We don’t actually need the final three notification steps of this orb, which is good because they won’t work anyway without some additional variables. Ideally, you can prepare your own orb once and use it many times, but we won’t get into that now.

Note that the use of third-party orbs has to be specifically allowed on the "Organization settings" tab in CircleCI:

Finally, it’s time to send all our changes to GitHub and CircleCI:

$ git add .circleci/ k8s/ src/cls/Sample/PersonREST.cls
$ git commit -m "Deploy project to GKE using CircleCI"
$ git push
 

Let’s check the CircleCI dashboard:

If you forgot to add Google Service Account keys, here’s what you’ll soon see:

So don’t forget to add those environment variables as described in the end of the Google Cloud Prerequisites section.

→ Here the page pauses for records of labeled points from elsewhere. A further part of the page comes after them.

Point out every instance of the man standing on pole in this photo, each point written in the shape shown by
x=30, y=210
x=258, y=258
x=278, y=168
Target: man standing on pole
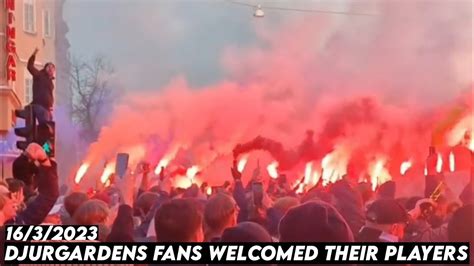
x=43, y=87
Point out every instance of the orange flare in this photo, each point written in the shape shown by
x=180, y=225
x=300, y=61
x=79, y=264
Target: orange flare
x=81, y=172
x=272, y=169
x=439, y=164
x=191, y=172
x=242, y=163
x=108, y=170
x=452, y=162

If you forgot, update that information, then click "Rerun workflow." 

If the build is successful you’ll see a green bar:

You can also check the Kubernetes pod state separately from the CircleCI Web UI:

$ kubectl -n iris get po -w
NAME     READY     STATUS     RESTARTS     AGE
iris-rest-64chdb48f78-q5sbw     0/1     ImagePullBackOff     0     15m

iris-rest-5c9c86c768-vt7c9     1/1     Running     0     23s

That last line — 1/1 Running — is a good sign.

Let’s test it. Remember, your IP address will differ from mine. Also, you’ll have to figure out about passwords over HTTP yourself as it’s out of scope for this article.

$ kubectl -n iris get svc
NAME     TYPE     CLUSTER-IP     EXTERNAL-IP     PORT(S)     AGE
iris-rest     LoadBalancer     10.0.4.242     23.251.143.124     52773:30948/TCP     18m


$ curl -XGET -u _system:SYS 23.251.143.124:52773/person/helloworld
Hello, world!

$ curl -XPOST -H "Content-Type: application/json" -u _system:SYS 23.251.143.124:52773/person/ -d '{"Name":"John Dou"}'

$ curl -XGET -u _system:SYS 23.251.143.124:52773/person/all
[{"Name":"John Dou"},]

It seems the application works. You can continue with tests described on project page.

In sum, the combination of using GitHub, CircleCI, and Google Cloud Kubernetes Engine looks quite promising for testing and deployment of IRIS applications, even though it’s not completely free. Also, do not forget that running Kubernetes cluster can gradually eat your virtual (and then real) money. We are not responsible for any charges you may incur.